В сорок пять, хотя благодаря хорошему уходу она выглядела на десять лет моложе, она гордо покинула «Гейети». Лучше любого импресарио она понимала, что роли, которые ей могли бы предложить в других театрах, не для нее.

Она была не актрисой, она была девушкой «Гейети», а это совсем другое дело. Она участвовала в небольших сценках, если они были хорошо написаны и ей не приходилось изображать ничего эмоционального или драматического. От нее требовалось лишь выглядеть красивой и неподражаемо элегантной в платьях, скрывавших стареющие руки и шею.

И вновь гордость, не покидавшая ее ни в какой беде, подсказала Рози, что настала пора «опустить занавес». И лучше это сделать самой, чем позволить кому-то другому. Она ушла из театра в конце сезона. И не удивилась, когда Джордж Эдвардс, занявший место мистера Холлингсхеда, не стал уговаривать ее участвовать в следующей постановке, предназначенной для открытия нового сезона.

Рози заранее решила отказаться от любых приглашений, но, когда они не последовали, у нее только прибавилось горечи в душе. Эта горечь не покинула ее за годы, проведенные в одиночестве в очаровательной квартирке, окна которой выходили в Риджентс-парк. Квартиру приобрел для нее последний любовник, и Рози заранее побеспокоилась, чтобы он не смог отнять ее, когда их связь закончится.

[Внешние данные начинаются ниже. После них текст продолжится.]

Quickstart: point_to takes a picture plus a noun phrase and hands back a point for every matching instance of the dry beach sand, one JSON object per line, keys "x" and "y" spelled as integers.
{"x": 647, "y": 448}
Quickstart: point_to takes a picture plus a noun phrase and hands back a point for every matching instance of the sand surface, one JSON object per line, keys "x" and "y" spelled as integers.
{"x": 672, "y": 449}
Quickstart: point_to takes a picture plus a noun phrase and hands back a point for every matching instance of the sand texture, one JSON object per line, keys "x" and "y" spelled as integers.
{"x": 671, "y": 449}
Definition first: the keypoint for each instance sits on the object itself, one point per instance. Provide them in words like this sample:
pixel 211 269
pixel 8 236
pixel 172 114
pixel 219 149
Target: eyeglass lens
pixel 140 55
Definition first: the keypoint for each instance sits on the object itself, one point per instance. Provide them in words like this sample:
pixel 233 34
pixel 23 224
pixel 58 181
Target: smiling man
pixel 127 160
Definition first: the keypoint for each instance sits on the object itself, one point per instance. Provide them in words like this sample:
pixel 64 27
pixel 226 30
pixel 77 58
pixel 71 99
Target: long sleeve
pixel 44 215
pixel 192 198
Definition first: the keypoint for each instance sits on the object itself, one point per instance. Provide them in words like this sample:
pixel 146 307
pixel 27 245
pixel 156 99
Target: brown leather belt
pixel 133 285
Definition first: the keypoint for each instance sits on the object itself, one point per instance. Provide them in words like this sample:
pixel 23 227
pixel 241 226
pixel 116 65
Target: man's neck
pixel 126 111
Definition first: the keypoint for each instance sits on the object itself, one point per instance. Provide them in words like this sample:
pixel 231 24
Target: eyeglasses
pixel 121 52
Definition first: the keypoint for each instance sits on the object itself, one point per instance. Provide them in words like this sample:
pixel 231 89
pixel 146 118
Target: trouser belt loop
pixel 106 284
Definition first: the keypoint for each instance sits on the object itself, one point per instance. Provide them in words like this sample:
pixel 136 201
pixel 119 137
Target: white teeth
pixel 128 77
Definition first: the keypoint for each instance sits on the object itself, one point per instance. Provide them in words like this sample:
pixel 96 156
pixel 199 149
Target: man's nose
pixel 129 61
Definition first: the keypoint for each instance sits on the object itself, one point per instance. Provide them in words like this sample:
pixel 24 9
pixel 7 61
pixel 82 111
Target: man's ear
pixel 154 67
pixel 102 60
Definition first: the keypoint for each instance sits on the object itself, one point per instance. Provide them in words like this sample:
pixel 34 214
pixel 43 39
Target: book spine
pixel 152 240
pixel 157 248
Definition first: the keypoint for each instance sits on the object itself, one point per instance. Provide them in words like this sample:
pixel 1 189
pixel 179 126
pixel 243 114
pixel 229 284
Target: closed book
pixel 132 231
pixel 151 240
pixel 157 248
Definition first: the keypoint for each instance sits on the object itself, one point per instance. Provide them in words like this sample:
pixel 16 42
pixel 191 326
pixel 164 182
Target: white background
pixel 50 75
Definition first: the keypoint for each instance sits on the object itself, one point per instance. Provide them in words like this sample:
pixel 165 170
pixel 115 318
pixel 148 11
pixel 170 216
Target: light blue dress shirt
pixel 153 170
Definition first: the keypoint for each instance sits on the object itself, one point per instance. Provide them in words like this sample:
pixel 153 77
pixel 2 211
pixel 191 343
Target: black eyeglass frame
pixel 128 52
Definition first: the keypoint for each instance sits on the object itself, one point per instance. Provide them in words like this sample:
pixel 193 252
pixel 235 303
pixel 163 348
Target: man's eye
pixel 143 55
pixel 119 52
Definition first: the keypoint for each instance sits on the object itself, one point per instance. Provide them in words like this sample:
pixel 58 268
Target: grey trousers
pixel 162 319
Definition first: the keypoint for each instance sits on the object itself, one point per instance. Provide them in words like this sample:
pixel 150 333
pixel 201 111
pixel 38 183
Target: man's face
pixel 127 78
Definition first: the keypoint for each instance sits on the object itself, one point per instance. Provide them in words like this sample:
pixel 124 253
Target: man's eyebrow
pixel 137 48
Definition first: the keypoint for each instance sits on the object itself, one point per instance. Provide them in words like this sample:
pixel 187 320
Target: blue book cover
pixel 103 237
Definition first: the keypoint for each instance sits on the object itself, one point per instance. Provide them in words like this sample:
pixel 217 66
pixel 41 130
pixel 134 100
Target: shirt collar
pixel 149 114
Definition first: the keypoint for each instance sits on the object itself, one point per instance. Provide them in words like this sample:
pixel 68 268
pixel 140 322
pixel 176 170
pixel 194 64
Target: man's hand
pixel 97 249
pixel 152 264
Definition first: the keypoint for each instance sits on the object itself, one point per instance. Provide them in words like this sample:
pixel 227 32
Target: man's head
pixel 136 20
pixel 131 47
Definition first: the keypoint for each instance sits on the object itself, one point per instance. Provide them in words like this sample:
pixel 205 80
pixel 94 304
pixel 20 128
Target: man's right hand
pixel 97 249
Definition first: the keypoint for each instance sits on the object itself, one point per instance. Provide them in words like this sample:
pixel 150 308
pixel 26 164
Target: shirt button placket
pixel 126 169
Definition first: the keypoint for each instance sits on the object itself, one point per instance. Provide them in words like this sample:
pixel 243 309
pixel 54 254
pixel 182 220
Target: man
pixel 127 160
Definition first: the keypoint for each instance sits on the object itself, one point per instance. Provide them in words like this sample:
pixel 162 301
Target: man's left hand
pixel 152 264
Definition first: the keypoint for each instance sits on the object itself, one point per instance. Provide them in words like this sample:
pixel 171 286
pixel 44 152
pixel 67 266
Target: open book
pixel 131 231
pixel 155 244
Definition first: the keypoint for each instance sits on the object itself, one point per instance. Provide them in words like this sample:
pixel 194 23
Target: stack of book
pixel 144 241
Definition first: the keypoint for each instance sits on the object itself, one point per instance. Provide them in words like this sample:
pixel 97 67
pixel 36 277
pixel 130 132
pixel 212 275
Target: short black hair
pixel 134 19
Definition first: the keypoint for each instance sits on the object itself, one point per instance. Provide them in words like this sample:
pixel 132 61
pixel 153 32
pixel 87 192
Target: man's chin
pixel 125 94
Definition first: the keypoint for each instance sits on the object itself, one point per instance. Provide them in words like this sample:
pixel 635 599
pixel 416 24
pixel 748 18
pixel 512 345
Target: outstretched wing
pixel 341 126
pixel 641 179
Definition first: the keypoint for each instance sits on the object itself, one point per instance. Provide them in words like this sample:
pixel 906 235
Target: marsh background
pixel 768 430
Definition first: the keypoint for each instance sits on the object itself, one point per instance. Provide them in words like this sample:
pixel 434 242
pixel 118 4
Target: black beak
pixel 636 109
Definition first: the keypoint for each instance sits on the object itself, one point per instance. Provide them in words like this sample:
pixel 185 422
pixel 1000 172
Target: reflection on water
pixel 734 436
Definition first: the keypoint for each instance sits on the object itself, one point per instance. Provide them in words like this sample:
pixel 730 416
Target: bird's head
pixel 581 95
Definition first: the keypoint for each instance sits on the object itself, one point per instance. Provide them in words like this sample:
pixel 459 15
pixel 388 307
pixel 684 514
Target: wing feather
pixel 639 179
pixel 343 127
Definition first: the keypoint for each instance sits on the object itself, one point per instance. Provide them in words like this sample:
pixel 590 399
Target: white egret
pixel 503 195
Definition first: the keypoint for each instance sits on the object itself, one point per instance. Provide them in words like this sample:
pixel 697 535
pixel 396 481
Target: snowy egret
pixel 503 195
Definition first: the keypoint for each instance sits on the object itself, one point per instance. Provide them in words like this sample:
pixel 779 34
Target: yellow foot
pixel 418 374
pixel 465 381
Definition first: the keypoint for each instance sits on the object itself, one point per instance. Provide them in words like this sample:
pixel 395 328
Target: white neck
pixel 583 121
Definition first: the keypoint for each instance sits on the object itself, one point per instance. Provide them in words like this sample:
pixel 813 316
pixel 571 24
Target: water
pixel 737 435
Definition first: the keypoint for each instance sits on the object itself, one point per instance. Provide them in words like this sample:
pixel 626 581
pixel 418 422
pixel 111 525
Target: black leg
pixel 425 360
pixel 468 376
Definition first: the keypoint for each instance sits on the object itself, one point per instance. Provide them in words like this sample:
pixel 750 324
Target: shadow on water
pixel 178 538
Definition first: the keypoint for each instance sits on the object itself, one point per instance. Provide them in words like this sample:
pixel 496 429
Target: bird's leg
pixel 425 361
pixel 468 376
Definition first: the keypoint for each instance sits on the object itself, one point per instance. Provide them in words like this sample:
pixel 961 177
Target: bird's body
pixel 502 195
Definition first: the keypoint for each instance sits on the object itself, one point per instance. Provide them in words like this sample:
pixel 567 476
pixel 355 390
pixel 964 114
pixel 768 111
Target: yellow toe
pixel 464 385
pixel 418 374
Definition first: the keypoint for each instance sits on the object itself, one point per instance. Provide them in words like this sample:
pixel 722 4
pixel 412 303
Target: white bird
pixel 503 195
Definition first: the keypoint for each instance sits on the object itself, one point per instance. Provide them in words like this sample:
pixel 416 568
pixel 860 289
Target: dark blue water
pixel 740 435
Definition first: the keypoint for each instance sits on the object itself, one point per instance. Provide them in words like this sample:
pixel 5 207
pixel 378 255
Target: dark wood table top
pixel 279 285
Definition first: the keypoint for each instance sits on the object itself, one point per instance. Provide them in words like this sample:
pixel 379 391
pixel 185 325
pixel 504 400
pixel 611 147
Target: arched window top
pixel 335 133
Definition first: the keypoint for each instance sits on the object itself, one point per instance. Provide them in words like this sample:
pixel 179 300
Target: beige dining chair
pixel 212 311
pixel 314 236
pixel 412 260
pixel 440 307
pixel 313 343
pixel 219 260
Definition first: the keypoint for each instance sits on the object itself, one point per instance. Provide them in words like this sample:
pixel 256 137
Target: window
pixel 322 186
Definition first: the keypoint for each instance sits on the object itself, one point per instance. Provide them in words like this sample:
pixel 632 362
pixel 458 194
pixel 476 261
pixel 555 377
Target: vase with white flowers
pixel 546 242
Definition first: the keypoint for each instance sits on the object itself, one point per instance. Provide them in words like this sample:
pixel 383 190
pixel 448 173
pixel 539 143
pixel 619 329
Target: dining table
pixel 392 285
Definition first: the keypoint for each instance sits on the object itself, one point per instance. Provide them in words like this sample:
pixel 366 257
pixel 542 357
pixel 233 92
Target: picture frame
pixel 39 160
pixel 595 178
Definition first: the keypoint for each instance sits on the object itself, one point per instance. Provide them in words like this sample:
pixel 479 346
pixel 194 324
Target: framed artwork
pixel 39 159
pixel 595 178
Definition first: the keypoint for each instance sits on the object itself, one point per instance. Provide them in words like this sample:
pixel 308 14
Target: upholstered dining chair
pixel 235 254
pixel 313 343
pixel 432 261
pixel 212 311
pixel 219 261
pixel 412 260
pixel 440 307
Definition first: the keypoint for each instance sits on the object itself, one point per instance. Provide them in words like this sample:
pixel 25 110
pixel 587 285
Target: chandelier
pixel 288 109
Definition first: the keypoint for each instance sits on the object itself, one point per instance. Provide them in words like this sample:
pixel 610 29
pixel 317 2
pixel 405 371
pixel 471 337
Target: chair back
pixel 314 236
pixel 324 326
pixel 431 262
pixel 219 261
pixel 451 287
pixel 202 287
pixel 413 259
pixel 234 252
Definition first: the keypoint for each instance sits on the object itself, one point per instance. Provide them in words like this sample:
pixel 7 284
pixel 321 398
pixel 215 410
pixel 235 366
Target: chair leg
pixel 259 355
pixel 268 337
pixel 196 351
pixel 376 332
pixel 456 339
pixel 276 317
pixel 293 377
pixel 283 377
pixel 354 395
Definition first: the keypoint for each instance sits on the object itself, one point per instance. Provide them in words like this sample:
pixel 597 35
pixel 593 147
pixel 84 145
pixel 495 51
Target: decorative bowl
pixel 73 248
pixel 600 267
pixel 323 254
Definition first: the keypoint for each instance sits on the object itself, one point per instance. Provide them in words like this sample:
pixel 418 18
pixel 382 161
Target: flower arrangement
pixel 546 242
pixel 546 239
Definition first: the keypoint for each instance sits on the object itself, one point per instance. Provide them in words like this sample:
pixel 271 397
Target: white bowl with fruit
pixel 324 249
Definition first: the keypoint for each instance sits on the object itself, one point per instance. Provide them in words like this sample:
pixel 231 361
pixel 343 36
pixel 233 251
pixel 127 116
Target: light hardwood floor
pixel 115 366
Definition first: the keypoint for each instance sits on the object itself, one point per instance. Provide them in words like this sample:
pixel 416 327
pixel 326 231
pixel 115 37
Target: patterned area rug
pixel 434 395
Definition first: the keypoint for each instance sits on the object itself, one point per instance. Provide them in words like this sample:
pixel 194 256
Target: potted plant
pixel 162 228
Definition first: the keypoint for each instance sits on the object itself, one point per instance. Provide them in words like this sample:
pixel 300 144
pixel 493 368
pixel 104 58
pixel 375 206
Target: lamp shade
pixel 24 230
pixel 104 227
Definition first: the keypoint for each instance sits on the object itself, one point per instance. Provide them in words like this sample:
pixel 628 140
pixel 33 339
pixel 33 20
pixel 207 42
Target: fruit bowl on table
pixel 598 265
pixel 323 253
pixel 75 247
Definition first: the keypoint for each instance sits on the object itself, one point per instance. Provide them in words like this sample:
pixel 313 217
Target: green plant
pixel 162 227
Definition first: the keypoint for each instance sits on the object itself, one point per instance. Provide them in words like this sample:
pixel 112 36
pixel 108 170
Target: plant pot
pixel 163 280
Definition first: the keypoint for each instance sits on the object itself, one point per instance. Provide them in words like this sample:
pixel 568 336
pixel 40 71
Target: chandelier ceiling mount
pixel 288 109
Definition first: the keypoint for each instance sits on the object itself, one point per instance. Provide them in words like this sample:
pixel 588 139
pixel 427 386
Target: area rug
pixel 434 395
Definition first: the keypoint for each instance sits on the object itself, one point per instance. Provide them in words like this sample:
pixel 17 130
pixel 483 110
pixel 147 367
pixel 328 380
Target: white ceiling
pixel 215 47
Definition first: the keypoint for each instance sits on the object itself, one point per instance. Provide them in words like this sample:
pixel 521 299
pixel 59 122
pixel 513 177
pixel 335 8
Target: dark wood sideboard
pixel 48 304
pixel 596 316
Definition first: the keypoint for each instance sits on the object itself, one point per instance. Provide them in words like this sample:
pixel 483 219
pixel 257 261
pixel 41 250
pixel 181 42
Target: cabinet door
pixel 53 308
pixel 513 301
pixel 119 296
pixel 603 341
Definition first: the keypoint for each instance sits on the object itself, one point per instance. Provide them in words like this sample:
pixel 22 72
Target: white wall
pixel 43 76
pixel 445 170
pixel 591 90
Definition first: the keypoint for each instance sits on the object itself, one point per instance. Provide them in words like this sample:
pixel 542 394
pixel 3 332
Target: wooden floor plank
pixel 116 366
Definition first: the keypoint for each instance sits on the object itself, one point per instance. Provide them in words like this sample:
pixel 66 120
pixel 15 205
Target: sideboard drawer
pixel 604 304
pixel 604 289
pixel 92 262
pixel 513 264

— Мое! Мое! — повторяла она себе, понимая, что это очень маленькая и ничтожная компенсация за все ее потери.

Вначале из чистого любопытства ее навещали коллеги.

— Когда ты вернешься на сцену, Рози? — то и дело интересовались они.

— Мне нравится бездельничать, — отвечала она, и они ей верили.

Постепенно, однако, визитеров становилось все меньше, и поток приглашений на обеды и ужины тоже иссяк.

— Я одна, совершенно одна!

Горечь стала неотъемлемой частью ее мыслей, ее жизни, и Рози уже не пыталась избавиться от нее.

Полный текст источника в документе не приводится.